To Verdi and Piave’s exasperation, censors insisted that the action be moved back to the time of Richelieu, but no one was fooled. In The Sounds of Paris in Verdi’s “La traviata,” a must read for all Verdians, Emilio Sala examines how the music of the Parisian boulevard theatres and the then-racy waltz saturate Verdi’s score, further amplifying the story’s bleeding-edge punch for the composer’s contemporaries. And one of Verdi’s colleagues described La traviata, even in bowdlerized form, as “a real musical and social revolution.”
But that was then. Nowadays waltzes are tame and kitschy, most everyone has seen Camille and La Dame aux Camélias (Bernhardt, Huppert), and La traviata is the most frequently performed opera in the world. It can probably never be as gritty for us as it was for Verdi’s peers.

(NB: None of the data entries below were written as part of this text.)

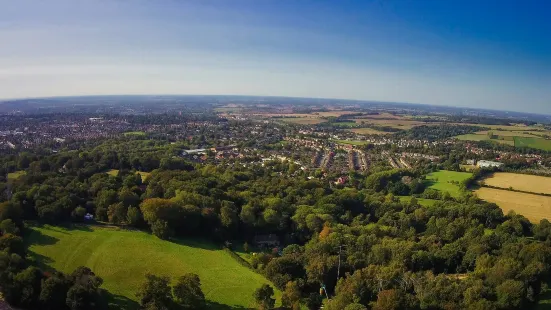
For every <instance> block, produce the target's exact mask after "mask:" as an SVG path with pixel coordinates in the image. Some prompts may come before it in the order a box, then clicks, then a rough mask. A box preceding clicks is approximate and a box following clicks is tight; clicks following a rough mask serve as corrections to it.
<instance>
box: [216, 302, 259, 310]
mask: <svg viewBox="0 0 551 310" xmlns="http://www.w3.org/2000/svg"><path fill="white" fill-rule="evenodd" d="M207 309H209V310H210V309H213V310H248V309H254V308H245V307H242V306H228V305H224V304H220V303H217V302H215V301H207Z"/></svg>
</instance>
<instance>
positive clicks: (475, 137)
mask: <svg viewBox="0 0 551 310" xmlns="http://www.w3.org/2000/svg"><path fill="white" fill-rule="evenodd" d="M497 137H498V138H497V139H490V137H488V135H486V134H474V133H473V134H466V135H460V136H456V137H455V138H456V139H458V140H461V141H490V142H495V143H501V144H507V145H511V146H513V145H515V141H513V137H510V136H497Z"/></svg>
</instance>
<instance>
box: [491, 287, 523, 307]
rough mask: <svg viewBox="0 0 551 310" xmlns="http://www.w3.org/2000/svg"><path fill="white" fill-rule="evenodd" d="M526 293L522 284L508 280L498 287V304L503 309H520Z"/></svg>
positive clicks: (496, 289) (497, 295) (496, 287)
mask: <svg viewBox="0 0 551 310" xmlns="http://www.w3.org/2000/svg"><path fill="white" fill-rule="evenodd" d="M525 292H526V289H525V288H524V284H523V283H522V282H520V281H515V280H506V281H505V282H503V283H502V284H500V285H498V286H497V287H496V294H497V303H498V305H499V307H500V308H503V309H520V308H521V307H522V301H523V298H524V296H525Z"/></svg>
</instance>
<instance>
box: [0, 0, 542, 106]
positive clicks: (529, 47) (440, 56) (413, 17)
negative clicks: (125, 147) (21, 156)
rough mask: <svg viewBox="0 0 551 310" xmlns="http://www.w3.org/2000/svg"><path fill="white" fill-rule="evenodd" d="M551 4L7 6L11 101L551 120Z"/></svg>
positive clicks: (223, 1) (1, 80) (29, 2)
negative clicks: (488, 116) (492, 116)
mask: <svg viewBox="0 0 551 310" xmlns="http://www.w3.org/2000/svg"><path fill="white" fill-rule="evenodd" d="M549 12H551V1H546V0H542V1H536V0H533V1H530V0H528V1H520V0H519V1H507V0H500V1H497V0H496V1H491V0H484V1H471V0H463V1H452V0H446V1H434V0H426V1H421V0H416V1H406V0H396V1H389V0H376V1H368V0H364V1H346V0H343V1H321V0H320V1H306V0H289V1H287V0H279V1H270V0H251V1H239V0H232V1H229V0H220V1H208V0H203V1H181V0H143V1H142V0H132V1H131V0H90V1H86V0H48V1H38V0H37V1H27V0H17V1H13V0H0V42H2V43H1V45H0V46H1V48H0V98H19V97H38V96H59V95H95V94H240V95H273V96H302V97H325V98H346V99H366V100H381V101H397V102H415V103H427V104H439V105H451V106H465V107H482V108H492V109H502V110H515V111H524V112H540V113H548V114H551V19H550V18H549Z"/></svg>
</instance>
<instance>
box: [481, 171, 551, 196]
mask: <svg viewBox="0 0 551 310" xmlns="http://www.w3.org/2000/svg"><path fill="white" fill-rule="evenodd" d="M484 182H485V183H486V184H487V185H490V186H494V187H500V188H505V189H507V188H509V187H512V188H513V189H516V190H519V191H523V192H531V193H535V194H551V178H548V177H542V176H537V175H527V174H517V173H508V172H498V173H495V174H494V175H493V176H492V177H490V178H487V179H485V180H484Z"/></svg>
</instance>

In his critique of Wagner, Theodor Adorno decried the composer’s fondness for characters presented as “universal symbols” bound up with “the standing-still of time” and with escape into spurious realms outside of history and of politics. It is strange, even gruesome, to think of Violetta and Verdi in similar terms. But perhaps Sivadier chose to craft a contemporary-dress Traviata, with raves and graffiti and exposed-brick walls, in part to sidestep such dangers. Certainly his splendid cast, conductor Langrée, and film director Béziat offer a searing and riveting vision of Verdi’s “poor sinner,” her unqualified surrender to love, and the cruel and bitter end to which her society condemns her.